«—Noémi, lui dis-je, il faut me confier ce billet.

«—Je voudrais, sans qu'il sût d'où il vient, qu'il fût entre les mains de l'Empereur.

«—Bonne Noémi, c'est pour le lui faire tenir que je vous le demande; je vais le porter.» Nous étions au 3 ou 4 février: la lettre avait donc un mois et plus de date. Le congrès était ouvert à Châtillon-sur-Seine; l'Empereur avait passé Troyes et se trouvait au village de Piney. Les routes n'étaient qu'embarras et dangers; partout une surprise était possible, était probable; à chaque instant, l'affreux houra pouvait se faire entendre. Cependant l'idée de prouver à Ney un dévouement dont cette fois il me saurait gré, me donna plus que de la résolution; et, une heure après l'idée conçue, j'étais à cheval sur le chemin de Piney. Aucun moyen de pénétrer jusqu'à l'Empereur: il était occupé des instructions pour son représentant au congrès, le duc de Vicence. Je ne voulus pas me dessaisir de ma lettre; je guettais l'heure de la faire parvenir. À toute minute se succédaient de fâcheuses nouvelles. Les murmures étaient excités par les privations; la désertion elle-même, par le découragement, la désertion dans les armées de l'Empereur! j'avais peine à y croire. Je connaissais quelqu'un d'intime et de sûr auprès du duc de Bassano; je lui remis la lettre sous enveloppe, en priant de dire que c'était une dépêche pressée de fama volat. Napoléon quitta Troyes le 6, pour se rejeter sur la route de Paris; les Autrichiens nous remplacèrent aussitôt. Je fis quelques lieues avec Noémi et sa belle-sœur qui fuyaient; mais il fut impossible d'avancer. Nous étions arrêtées à un triste village dont j'ai oublié le nom; le passage des troupes ne cessa point, et tous parurent accablés et incertains. Noémi, qui avait beaucoup d'or et encore plus de générosité payait à boire à nos soldats, leur disant d'un air aimable: «Aimez bien l'Empereur, aidez à chasser les horribles Cosaques de notre belle France.» Pendant ces petites péroraisons, qu'elle répétait assez souvent, j'observais les soldats, et je ne voyais que trop que, si tous aimaient toujours l'Empereur et la patrie, ils n'étaient pas tous convaincus qu'on pût réussir à nettoyer les plaines de la France des étrangers qui s'y installaient déjà en maîtres sur les derrières de nos colonnes.

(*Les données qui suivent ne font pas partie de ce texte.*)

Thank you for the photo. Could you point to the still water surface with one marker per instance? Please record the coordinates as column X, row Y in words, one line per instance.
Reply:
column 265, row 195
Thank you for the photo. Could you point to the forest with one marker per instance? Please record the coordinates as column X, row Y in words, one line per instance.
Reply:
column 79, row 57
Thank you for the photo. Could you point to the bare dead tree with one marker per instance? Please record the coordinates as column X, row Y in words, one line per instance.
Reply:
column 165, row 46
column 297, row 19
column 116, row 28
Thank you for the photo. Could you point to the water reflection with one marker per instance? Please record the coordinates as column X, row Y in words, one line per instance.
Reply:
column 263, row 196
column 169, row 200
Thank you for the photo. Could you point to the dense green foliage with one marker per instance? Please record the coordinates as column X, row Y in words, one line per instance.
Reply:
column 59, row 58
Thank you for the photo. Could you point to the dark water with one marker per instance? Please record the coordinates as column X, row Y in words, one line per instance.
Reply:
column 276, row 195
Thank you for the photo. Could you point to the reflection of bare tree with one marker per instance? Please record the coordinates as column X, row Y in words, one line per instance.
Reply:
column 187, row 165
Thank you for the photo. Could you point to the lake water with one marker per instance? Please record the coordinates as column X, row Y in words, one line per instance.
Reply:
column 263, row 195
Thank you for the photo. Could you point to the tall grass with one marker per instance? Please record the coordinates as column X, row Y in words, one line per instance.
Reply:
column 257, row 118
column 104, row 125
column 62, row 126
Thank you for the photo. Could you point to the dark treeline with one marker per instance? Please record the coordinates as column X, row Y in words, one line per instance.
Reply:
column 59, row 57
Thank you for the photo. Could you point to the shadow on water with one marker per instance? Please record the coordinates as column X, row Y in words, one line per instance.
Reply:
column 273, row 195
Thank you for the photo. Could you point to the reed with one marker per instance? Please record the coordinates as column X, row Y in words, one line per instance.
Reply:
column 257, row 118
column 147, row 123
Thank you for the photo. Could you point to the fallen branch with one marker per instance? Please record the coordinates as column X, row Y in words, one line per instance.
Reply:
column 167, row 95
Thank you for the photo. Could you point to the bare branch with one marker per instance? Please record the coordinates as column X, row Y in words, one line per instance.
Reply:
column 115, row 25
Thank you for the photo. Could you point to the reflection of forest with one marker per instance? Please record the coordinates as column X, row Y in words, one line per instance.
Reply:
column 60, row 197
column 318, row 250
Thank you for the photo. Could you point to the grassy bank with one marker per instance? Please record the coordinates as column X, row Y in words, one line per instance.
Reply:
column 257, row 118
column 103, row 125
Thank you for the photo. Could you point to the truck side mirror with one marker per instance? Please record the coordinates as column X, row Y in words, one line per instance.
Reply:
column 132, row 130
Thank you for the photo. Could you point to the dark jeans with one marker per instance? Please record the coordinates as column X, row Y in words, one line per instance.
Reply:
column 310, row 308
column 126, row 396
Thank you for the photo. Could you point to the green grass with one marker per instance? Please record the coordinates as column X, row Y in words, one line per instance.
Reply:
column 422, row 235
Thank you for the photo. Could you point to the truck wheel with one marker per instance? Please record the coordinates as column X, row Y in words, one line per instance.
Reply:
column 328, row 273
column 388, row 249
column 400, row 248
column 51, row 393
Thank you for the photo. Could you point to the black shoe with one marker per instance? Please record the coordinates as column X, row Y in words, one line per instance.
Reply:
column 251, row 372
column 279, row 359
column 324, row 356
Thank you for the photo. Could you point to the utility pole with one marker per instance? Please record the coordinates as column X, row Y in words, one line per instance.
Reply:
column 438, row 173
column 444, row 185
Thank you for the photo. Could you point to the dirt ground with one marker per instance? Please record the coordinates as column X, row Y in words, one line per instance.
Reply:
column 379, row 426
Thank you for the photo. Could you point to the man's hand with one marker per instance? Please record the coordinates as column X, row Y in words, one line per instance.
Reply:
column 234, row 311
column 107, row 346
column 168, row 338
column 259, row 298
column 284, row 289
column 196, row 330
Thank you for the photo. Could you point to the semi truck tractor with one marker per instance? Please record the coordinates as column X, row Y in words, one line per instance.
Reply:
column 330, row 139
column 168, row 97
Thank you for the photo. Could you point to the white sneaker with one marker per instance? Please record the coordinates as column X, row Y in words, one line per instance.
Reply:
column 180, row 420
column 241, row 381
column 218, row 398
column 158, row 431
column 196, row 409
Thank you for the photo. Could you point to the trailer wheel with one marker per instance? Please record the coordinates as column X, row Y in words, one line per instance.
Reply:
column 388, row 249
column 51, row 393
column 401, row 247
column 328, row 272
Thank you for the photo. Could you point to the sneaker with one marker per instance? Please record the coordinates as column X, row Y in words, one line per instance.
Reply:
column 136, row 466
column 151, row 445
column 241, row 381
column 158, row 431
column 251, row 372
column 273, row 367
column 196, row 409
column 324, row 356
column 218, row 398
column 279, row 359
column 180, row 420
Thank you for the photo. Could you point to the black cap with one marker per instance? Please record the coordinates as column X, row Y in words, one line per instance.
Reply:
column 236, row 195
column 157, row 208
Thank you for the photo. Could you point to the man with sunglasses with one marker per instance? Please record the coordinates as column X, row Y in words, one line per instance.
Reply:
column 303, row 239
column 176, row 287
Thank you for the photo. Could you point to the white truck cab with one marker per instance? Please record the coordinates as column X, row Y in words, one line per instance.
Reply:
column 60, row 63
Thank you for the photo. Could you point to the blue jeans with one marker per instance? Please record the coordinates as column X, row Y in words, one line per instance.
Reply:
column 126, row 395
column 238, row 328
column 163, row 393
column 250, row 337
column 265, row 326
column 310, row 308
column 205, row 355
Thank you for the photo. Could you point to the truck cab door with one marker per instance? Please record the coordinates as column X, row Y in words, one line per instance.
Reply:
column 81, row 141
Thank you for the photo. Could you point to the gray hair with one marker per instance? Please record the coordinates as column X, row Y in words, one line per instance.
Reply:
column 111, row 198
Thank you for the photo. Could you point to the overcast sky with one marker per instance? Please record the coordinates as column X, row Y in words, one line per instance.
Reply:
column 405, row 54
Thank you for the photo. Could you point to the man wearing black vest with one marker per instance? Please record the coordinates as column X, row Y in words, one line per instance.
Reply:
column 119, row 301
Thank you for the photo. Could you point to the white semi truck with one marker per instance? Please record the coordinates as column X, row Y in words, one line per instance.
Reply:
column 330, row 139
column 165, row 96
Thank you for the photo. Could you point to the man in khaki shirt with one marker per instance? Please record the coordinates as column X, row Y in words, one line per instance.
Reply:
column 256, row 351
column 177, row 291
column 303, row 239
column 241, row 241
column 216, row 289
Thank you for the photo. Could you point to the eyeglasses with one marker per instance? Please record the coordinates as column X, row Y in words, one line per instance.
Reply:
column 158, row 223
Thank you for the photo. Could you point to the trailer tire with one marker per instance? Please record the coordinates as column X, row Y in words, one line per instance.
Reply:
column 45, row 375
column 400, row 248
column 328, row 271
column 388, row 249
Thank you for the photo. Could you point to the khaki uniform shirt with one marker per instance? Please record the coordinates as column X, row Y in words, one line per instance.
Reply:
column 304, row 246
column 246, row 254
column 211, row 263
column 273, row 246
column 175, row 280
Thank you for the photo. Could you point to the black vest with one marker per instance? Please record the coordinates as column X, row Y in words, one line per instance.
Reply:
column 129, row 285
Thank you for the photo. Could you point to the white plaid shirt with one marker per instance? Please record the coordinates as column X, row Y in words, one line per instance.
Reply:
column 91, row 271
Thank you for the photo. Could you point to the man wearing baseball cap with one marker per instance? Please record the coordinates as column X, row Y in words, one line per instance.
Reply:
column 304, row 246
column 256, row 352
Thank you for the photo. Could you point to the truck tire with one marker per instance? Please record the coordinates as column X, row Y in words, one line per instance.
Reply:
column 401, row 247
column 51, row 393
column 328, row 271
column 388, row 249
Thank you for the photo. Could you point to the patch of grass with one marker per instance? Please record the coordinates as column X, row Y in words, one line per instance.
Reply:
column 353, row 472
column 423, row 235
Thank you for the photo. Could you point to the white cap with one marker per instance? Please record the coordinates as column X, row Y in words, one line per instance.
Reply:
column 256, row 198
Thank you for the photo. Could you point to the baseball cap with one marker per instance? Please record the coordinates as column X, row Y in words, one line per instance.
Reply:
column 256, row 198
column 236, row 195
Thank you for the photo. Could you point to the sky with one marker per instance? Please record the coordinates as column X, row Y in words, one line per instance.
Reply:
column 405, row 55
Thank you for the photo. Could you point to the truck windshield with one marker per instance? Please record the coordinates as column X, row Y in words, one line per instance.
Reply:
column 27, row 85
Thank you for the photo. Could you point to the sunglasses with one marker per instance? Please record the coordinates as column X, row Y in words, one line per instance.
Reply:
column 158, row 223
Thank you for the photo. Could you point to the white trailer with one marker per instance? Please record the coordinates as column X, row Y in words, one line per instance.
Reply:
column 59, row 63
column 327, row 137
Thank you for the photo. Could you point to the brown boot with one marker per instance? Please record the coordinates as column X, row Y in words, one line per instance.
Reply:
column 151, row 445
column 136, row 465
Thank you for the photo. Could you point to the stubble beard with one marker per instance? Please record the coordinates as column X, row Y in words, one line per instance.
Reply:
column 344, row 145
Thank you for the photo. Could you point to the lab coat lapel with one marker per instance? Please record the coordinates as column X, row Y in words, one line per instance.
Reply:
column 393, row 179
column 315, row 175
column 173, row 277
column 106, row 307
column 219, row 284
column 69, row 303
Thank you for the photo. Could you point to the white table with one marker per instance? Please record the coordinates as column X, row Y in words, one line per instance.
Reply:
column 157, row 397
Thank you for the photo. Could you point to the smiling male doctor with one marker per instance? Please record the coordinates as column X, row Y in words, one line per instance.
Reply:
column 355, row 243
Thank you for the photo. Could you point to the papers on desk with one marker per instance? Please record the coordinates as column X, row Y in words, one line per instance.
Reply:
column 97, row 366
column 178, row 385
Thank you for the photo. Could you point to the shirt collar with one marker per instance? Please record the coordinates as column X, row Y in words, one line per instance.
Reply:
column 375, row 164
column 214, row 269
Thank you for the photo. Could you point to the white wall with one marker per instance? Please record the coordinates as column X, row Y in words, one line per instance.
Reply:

Noémi m'accompagna à Nogent. L'Empereur y était: on le disait inabordable; il venait d'apprendre l'évacuation de la Belgique et les résolutions du congrès. J'avais pu approcher cependant du prince de Neufchâtel, et lui ayant confié l'envoi de la lettre de Noémi, il me promit de savoir si elle était parvenue à l'Empereur. Je l'aperçus le jour qu'il venait d'être accablé par toutes ces tristes nouvelles; il sortait du conseil avec le duc de Bassano. Ils me parurent altérés tous deux, et le prince de Neufchâtel plus que le duc. Ils se quittèrent avec des haussemens d'épaules et des gesticulations trop significatives. J'étais si près que j'entendis: «Obstination.—Ne pas céder.—cinquante mille hommes.»Le prince de Neufchâtel m'aperçut et me dit: «Vous ne pouvez voir l'Empereur; il a reçu la lettre, il savait déjà tout; mais il a été content de l'envoi.» Ce ne fut qu'à l'île d'Elbe que j'eus la flatteuse certitude que mon zèle avait été agréable; mais que de tristes scènes allaient précéder l'époque de ce court séjour, d'où un grand homme sut reconquérir un trône par la seule énergie du malheur!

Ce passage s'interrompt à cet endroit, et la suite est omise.